My husband is in for ReHab after being in the hospital, but there's no chance of him being able to come back home as I can't care for him here, and it is making me feel so bad to hear him tell me he wants to go home. He is beginning to get beligerant about it and I;m not sure how to handle this. I am looking for admission to a VA center, but the waiting list is long and they don;t do Medicaid. Where can I get help?
It used to break my heart, too, to hear my husband plead and beg to go home, to pack his bags to go home, to wait at the door for someone to come to take him home. That was all while he was, in fact, at home. I have since learned that this is a very common desire among folks with dementia, and it is often not about going to a particular building, at least not the one they are currently or have recently lived in. Is it a childhood home? Is it just back to a time when they were happy? Who knows. But it is very painful to hear the plea and not be able to give them what they want. We can't make the dementia go away, and that, I think, is what they want and certainly what we want.
Do what you know you have to do, for his sake and yours. Hugs to you!
Nana2, whatever else happens, don't try to do something that you can't do, or that just can't be done no matter how hard someone wishes for it. Try not to feel guilty for failing to do the impossible.
The only home he wants to go to is the one he shared with you. Where he felt stable, safe, and loved. His pleas for rescue are heartbreaking, but in my opinion he belongs with you ... at home.
Talk with the staff at the Rehab -- and VA -- and explore the costs of taking him home; especially funding sources and some type of home health aide. ... Unless he's a danger to himself and others; which I doubt.
I bid you peace.
-- Ed
On what basis do you doubt that nana's husband is a danger to himself or others? You just generally don't think dementia patients ever get belligerent, violent or destructive, or you have some insights into nana's situation? And how did you conclude that being a danger to himself or others is the only valid reason for placement?
What makes you doubt nana's statement that she can't care for him in her home?

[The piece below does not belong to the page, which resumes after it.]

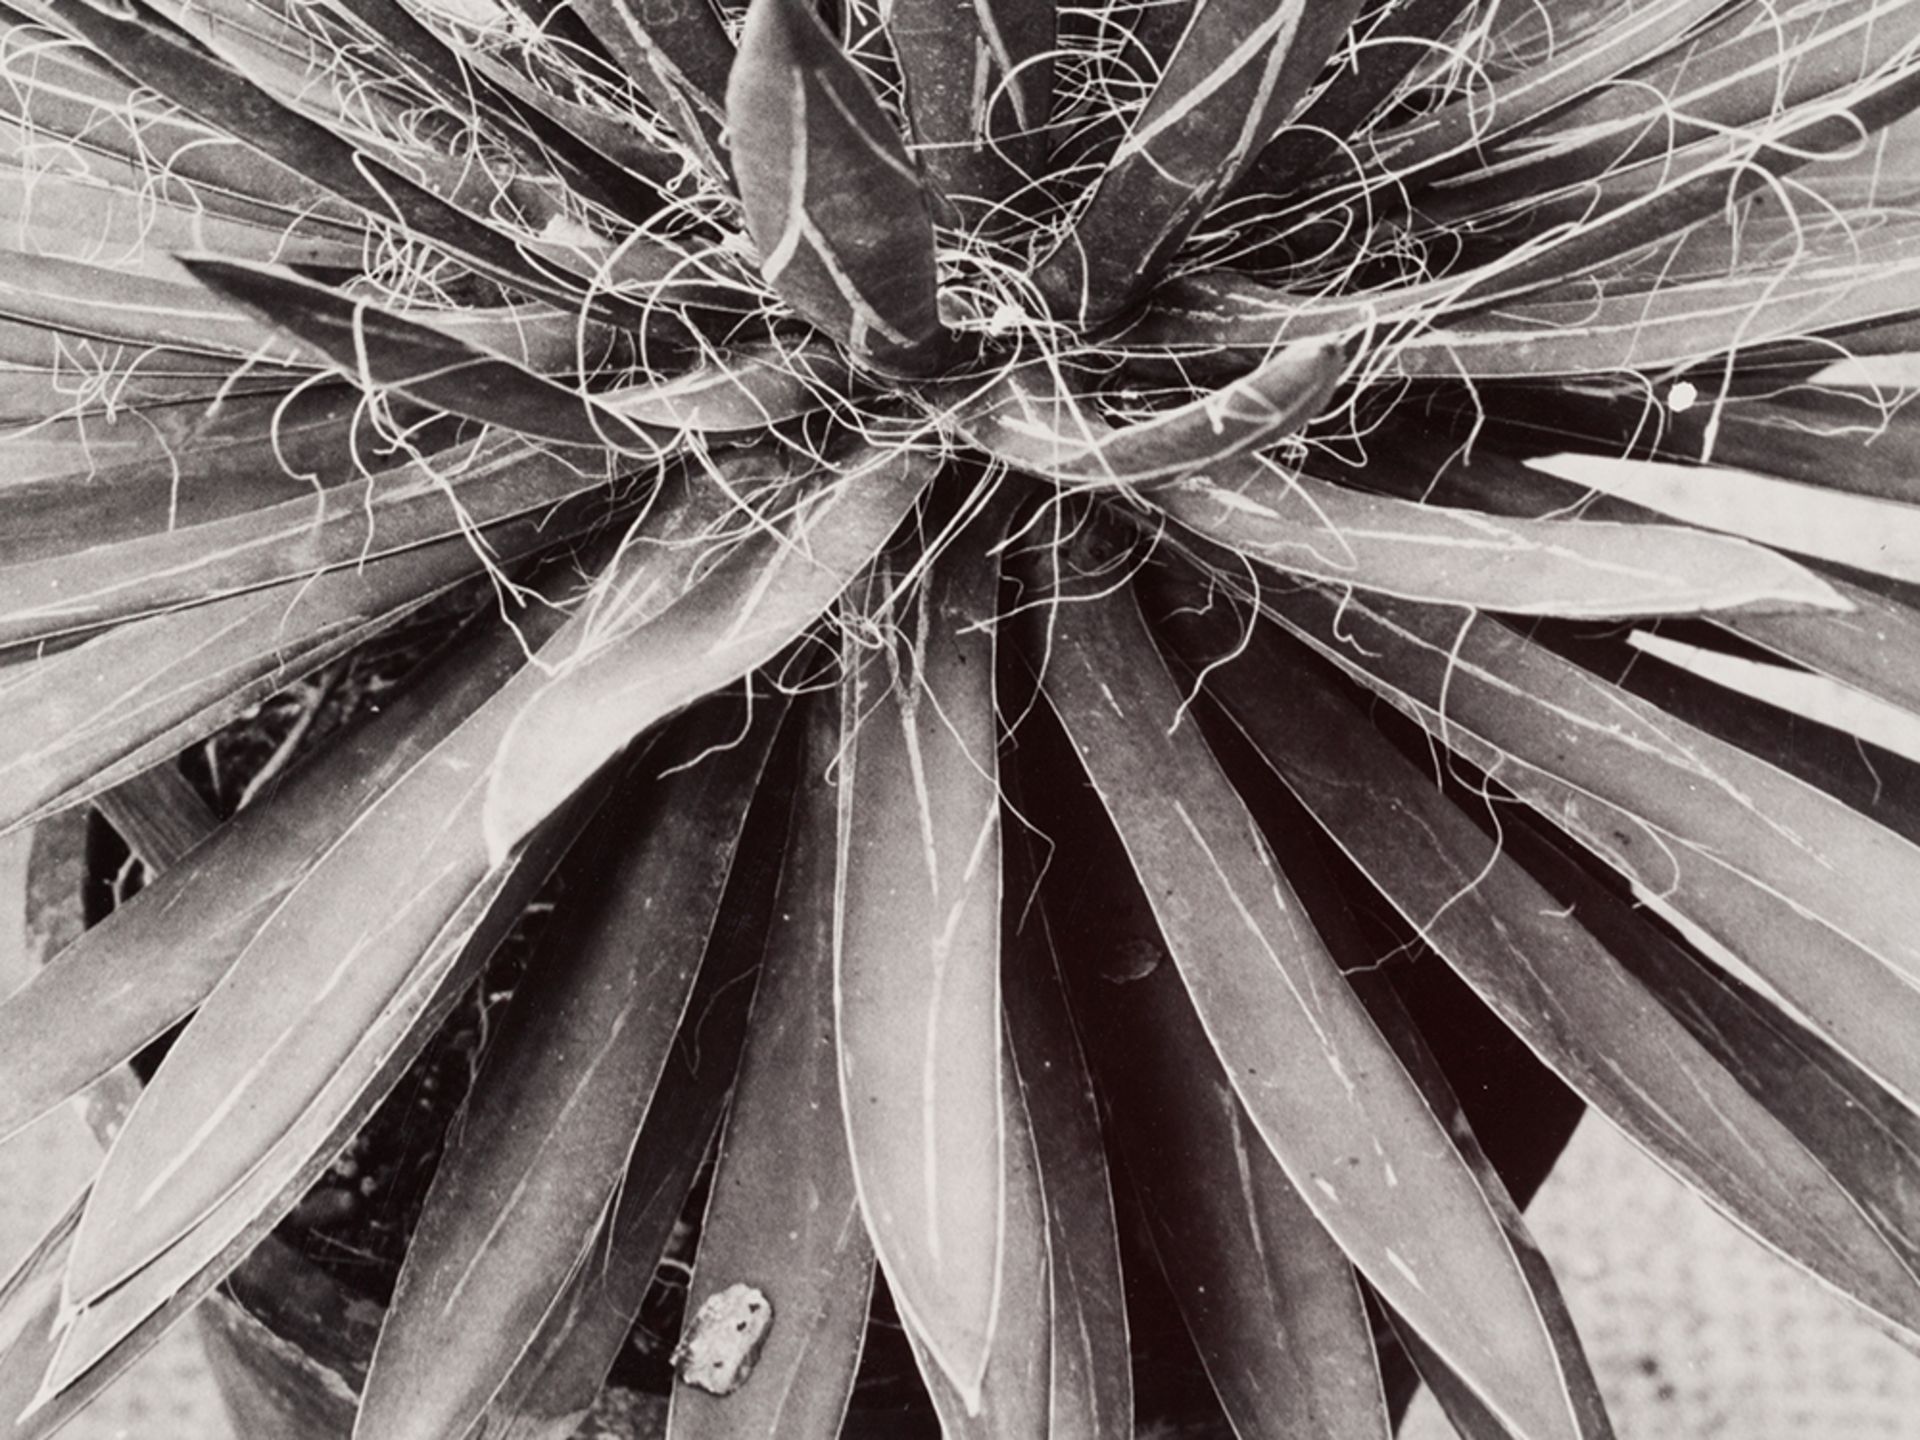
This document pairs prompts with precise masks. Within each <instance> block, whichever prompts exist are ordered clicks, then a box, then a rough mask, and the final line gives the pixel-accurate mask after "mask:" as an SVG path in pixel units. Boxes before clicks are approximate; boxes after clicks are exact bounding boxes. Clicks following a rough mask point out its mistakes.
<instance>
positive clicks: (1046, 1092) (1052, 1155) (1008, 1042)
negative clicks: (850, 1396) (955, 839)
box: [989, 778, 1133, 1440]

I have cared for my demented husband at home for eight years, and I hope to continue to up to and through hospice. But I have not promised him that, and I just had a family meeting with our 5 children, explaining my intention and also my vow to be realistic about what I can do and what he needs done. I have seen fellow caregivers agonizing over whether/how they could keep their spouse at home, and I have seen cases where clearly the best for all concerned was out-of-home placement, even though the demented person did not see it that way.
Just curious.
In my post, my heart went out to your husband because I know from personal experience what it's like to be hospitalized for a long time and beg to be taken home. If he can't go home, then he can't. I'm not an authority on this on any other subject; then again no one here is. Our personal experiences might be similar at times, but it'd be arrogant to think there's a clear-cut answer for every dilemma posted here when there's no cookie-cutter formula for anything. So we give our opinions and make some suggestions. My apologies if my words seemed insensitive.
To everyone else, please refrain from turning my posts into some kind of debate. When this happens, that's an indication the individual wants to vent somehow; to tear someone else down so they can feel better about themselves. We're a family here. We might disagree sometimes, but everyone is entitled to their own opinion and we have to respect that instead of taking it things personally.
... Any way you look at it, we're all supportive of one another. That's what AgingCare is all about.
Be well my Lady. Talk to you soon.
-- Ed
Every situation is different and needs to be evaluated as such. Some of our forum members have made having their loved one at home work, but at a horrific cost to their own physical health, relationships, financial well-being, and mental health. It is no surprise that the majority of caregivers are women. It is society's expectation that women should step up to the plate without complaint or regard for their own wishes or careers. I realize that there are dedicated male caregivers in this forum, but generally most men do not get involved in caregiving in the way that women are expected to. So there is even more guilt to add to the pile.
So I say: to each his or her own. You know in your heart when you have hit the wall and need to ask for help. That can take the form of in-home care, hospice, or accessing the skills of a facility.
This is a hard enough job without having someone from the outside judging what those of us do. That is why this forum is a breath of fresh air for me. I can't say that I always agree with everything that is written, but it has been an education and a support system. I am not at all the naive person I was 2 years ago when I joined the forum and I hope that I have shared a thing or two from my experiences.
Guilt is a killer. If you are making decisions with love and kindness, then there is no reason to second guess yourself.
You should also (in my opinion) make sure that you and your son get support in this very challenging situation. Joining a caregivers' support group might be very good for you. Counselling for your son may help him through this heartbreaker. He is not to blame and you are not to blame, and getting outside objective assurance of that could be very valuable.